For June 1997, TELRI plans a workshop on Translation Equivalents, to be organised jointly by WG Joint Research and the Tuscan Word Centre. For this activity, links will also be established with the PAROLE Association Working Group "Multilingual Lexicon".

Also for 1997, TELRI is going to launch the proposal for a new project "PAROLE East" to be submitted under the next COPERNICUS call for proposals. Complementary to the existing LE-PAROLE project, PAROLE East aims to create standardised language resources (comparable corpora and lexicons) in those CEE and NIS countries that already have some resources available for conversion according to existing PAROLE standards.

4. The Future of TELRI

In their evaluation report, our external reviewers, Prof. Alexander Barulin (Moscow) and Dr. Mark Liberman (Philadelphia) strongly supported TELRI's intention to set up an independent legal body, "TELRI Association", in order to enable the continuation of our activities once the present funding period has expired. We are now in the process of establishing the TELRI Association as a registered association under German civil law, which we hope will be finished by the end of this year.

In response to another desideratum expressed in the Evaluation Report, TELRI will continue to expand and improve its presence on the World Wide Web.
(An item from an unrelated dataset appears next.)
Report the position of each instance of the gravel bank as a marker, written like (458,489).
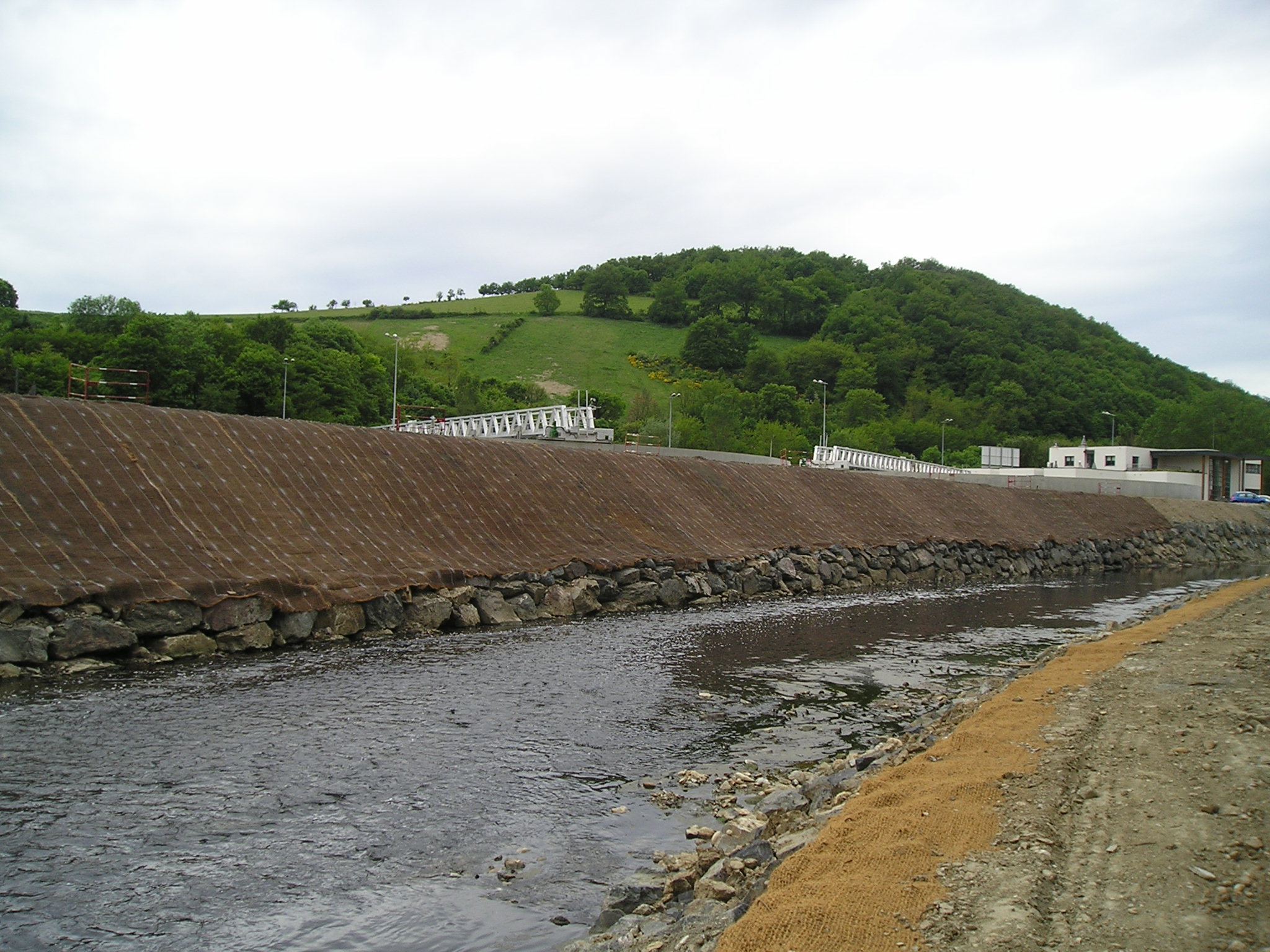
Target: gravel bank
(1116,799)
As a first step, we have established a dedicated position of TELRI WWW Officer and have contracted this job to a graduate student who will maintain and update our WWW pages. In addition to the already existing English WWW pages, it is planned to set up individual pages for each of the TELRI languages as well as to install "interactive" WWW pages for quick and easy information on TELRI resources and services. We thus hope to make TELRI not only a viable and successful institution but also a long-term "brand name" on the corpus linguistics information market.


Topic of this issue: Syntactic Tagging

(continued)

Note of the Editors:

We bring two more contributions to the discussion on tagging started in the preceding issue of TELRI Newsletter. Since we believe that corpus annotation belongs to the hot problems in the present state of development of corpus linguistics, we would welcome any reports on on-going projects, proposals of innovative approaches or comments on the already published contributions.

Morphosyntactic Annotation of Textual Corpora using

the LE-PAROLE Tagset Specifications

Norbert Volz, IDS Mannheim

1. Introduction

According to Leech and Wilson (1994, p.3), "Corpus annotation is the practice of adding interpretative, especially linguistic, information to a text corpus, by coding added to the electronic interpretation of the text itself."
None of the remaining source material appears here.